Dieser aktuell vorliegende Entwurf sieht bezüglich Art. 13 keinen expliziten Zwang für Plattformbetreiber vor, solche Upload-Filter einzuführen. Grundsätzlich verlangt Art. 13, dass Plattformbetreiber für urheberrechtlich geschützte Inhalte, die ihre Nutzer hochladen, eine Autorisierung für die Nutzung einholen müssen, ansonsten sie für den Verstoss gegen das Urheberrecht haftbar gemacht werden können. Dieser Haftung können Plattformbetreiber gemäss Entwurf ausnahmsweise entgehen, i) wenn sie sich so gut wie möglich darum bemüht haben („made best efforts“), eine Autorisierung zu erhalten, ii) wenn sie sich so gut wie möglich darum bemüht haben („made best efforts“), dass urheberrechtswidrige Inhalte nicht auf der Plattform auffindbar sind, und iii) wenn sie urheberrechtswidrige Inhalte auf entsprechenden Hinweis hin rasch entfernen und den nachfolgenden Upload solcher entfernter Inhalte verhindern. Faktisch wird aber v.a. hinsichtlich der Ausnahmebestimmung lit. ii) deutlich, dass der Einsatz von effizienten Upload-Filtern ein wohl unvermeidbares Mittel für Plattformbetreiber sein wird, um einer möglichen Haftung zu entgehen, auch wenn dies im Entwurf nicht explizit als technisches Mittel genannt wird.

Kritiker befürchten aufgrund dieser Regelung das Ende des freien Internets, wohingegen Befürworter darin endlich eine Möglichkeit sehen, Lizenzierungsmöglichkeiten gegenüber Plattformbetreibern wie Youtube zu erhalten. Gerade kleinere und mittelgrosse Plattformbetreiber, wie z.B. Anbieter von Foren, befürchten, dass diese Anforderungen zu nicht kalkulierbaren Kosten für einzuholende Lizenzen, Kosten für den Erwerb von Uploadfiltern und nicht zuletzt auch erheblichen Haftungsrisiken z.B. durch Abnahmeanwälte verursacht führen könnte. Die politische Debatte zu diesem Thema ist aktuell sehr intensiv – und interessant zu verfolgen.

Auch in der Schweiz befindet sich das Urheberrechtsgesetz aktuell in Revision; der im November 2017 vom Bundesrat zuhanden des Parlaments verabschiedete  Entwurf wurde in der Wintersession 2018 vom Nationalrat als Erstrat behandelt.

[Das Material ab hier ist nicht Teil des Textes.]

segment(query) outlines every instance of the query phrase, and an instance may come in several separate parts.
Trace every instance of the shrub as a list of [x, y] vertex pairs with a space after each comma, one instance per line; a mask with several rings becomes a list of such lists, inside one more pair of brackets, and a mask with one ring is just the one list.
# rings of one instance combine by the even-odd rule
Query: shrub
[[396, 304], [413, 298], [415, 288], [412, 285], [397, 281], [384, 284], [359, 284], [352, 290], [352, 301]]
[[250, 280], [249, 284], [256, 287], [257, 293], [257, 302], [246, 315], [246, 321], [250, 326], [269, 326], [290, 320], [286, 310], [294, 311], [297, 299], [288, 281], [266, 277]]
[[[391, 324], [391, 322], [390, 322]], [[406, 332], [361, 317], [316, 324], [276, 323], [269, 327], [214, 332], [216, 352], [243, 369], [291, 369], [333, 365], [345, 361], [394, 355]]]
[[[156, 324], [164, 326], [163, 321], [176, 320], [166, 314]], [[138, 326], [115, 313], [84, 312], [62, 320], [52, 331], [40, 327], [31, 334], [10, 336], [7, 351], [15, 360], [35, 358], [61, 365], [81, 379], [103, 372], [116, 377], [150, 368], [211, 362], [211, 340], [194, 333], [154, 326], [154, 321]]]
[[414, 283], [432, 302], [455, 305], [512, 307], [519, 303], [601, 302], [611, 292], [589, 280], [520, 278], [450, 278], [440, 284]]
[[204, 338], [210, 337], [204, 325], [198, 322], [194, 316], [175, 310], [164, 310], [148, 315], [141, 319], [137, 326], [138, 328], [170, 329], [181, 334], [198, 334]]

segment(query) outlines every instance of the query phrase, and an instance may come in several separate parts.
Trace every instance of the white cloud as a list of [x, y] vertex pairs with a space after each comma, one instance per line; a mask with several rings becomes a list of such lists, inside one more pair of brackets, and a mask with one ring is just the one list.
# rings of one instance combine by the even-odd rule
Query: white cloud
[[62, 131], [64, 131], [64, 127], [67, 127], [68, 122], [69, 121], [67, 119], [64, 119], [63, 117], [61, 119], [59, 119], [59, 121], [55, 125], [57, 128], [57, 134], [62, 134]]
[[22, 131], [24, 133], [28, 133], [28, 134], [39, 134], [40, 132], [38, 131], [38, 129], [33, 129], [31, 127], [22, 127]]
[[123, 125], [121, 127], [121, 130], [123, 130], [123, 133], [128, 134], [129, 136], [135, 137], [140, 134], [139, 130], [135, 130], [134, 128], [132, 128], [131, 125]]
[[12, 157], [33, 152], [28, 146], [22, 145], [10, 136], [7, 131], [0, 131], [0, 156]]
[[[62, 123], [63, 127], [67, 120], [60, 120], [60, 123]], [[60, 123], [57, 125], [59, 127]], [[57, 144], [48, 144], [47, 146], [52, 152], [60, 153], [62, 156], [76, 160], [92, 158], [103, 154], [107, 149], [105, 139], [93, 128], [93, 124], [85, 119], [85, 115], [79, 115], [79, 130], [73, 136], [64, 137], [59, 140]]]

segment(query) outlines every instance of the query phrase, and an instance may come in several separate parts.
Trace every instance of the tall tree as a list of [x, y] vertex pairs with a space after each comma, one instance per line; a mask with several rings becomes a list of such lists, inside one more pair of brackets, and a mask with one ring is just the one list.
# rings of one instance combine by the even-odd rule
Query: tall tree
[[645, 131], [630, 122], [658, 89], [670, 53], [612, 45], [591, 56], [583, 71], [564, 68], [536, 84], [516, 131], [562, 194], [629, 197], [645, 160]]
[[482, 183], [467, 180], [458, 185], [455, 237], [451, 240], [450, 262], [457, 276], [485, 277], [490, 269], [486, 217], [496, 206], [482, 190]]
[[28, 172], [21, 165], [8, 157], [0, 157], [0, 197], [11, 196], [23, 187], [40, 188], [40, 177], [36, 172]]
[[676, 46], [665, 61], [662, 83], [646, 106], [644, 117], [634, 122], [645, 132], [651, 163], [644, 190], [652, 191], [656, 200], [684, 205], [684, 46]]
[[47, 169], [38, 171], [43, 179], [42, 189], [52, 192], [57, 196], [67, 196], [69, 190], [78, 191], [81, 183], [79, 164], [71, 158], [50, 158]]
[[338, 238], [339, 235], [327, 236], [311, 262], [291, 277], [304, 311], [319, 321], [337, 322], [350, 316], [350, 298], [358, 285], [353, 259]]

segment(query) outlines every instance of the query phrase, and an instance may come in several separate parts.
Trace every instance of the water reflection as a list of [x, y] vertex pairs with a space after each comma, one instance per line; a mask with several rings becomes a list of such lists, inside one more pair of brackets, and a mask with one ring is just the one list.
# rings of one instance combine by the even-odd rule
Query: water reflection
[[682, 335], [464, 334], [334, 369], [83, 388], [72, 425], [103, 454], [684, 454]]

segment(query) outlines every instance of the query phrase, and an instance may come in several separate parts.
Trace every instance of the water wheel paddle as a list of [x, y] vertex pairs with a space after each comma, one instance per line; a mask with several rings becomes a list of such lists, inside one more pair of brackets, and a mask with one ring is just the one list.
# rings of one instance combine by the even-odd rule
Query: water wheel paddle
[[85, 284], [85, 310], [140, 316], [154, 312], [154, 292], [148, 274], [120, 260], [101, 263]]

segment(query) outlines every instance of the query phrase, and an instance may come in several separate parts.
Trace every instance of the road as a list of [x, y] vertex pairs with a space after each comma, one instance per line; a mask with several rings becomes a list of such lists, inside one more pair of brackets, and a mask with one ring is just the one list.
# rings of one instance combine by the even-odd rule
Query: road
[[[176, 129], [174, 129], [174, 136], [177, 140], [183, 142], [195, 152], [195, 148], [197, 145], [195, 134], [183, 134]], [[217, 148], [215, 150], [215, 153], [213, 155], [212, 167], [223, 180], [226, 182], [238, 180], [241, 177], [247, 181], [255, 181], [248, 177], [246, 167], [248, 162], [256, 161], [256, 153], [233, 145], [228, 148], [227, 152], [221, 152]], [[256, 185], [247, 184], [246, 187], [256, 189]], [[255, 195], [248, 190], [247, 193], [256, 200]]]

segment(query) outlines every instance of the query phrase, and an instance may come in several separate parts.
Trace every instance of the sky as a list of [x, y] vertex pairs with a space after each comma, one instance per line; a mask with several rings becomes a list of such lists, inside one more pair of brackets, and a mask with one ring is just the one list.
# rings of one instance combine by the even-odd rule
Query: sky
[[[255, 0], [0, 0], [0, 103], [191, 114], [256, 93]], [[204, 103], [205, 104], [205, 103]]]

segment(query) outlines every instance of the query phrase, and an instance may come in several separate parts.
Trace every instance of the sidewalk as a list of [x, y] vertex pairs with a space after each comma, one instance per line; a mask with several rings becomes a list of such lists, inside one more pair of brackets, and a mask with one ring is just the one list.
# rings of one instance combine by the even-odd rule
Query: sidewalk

Ein wesentliches Ziel der Revision ist auch hierzulande die Anpassung des Urheberrechtsgesetzes an das digitale Zeitalter. Der Entwurf setzt beim Kampf gegen illegale Uploads ebenfalls bei den Plattformbetreibern an, hier als sog. Hosting-Provider bezeichnet. Neu wird im Entwurf insbesondere vorgesehen, dass diese nicht nur auf Hinweis hin illegale Inhalte entfernen müssen, sondern auch dafür sorgen müssen, dass einmal entfernte illegale Inhalte nicht wieder hochgeladen werden. Damit findet der aktuelle EU-Revisionsentwurf betr. Art. 13 aber nur teilweise Eingang in die schweizerischen Revisionsbestrebungen.

Ursprünglich wollte der Bundesrat auch Access Provider – also die Internetzugangsanbieter – in die Pflicht nehmen. Sie sollten auf Anweisung der Behörden den Zugang zu bestimmten Seiten sperren müssen. Nach Kritik in der Vernehmlassung hat der Bundesrat aber im Entwurf von solchen Netzsperren abgesehen (eine Haftung der Access-Provider für auf anderen Plattformen enthaltenen widerrechtlichen Inhalten hat im Übrigen auch das Bundesgericht im kürzlich veröffentlichen Urteil 4A_433/2018 vom 8 Februar 2019 abgelehnt, dies allerdings gestützt auf die aktuelle Rechtslage).

Zur Zeit bleibt also abzuwarten, wie die endgültigen Fassungen der Urheberrechtsrevisionen in der EU in der Schweiz aussehen werden. Es bleibt spannend.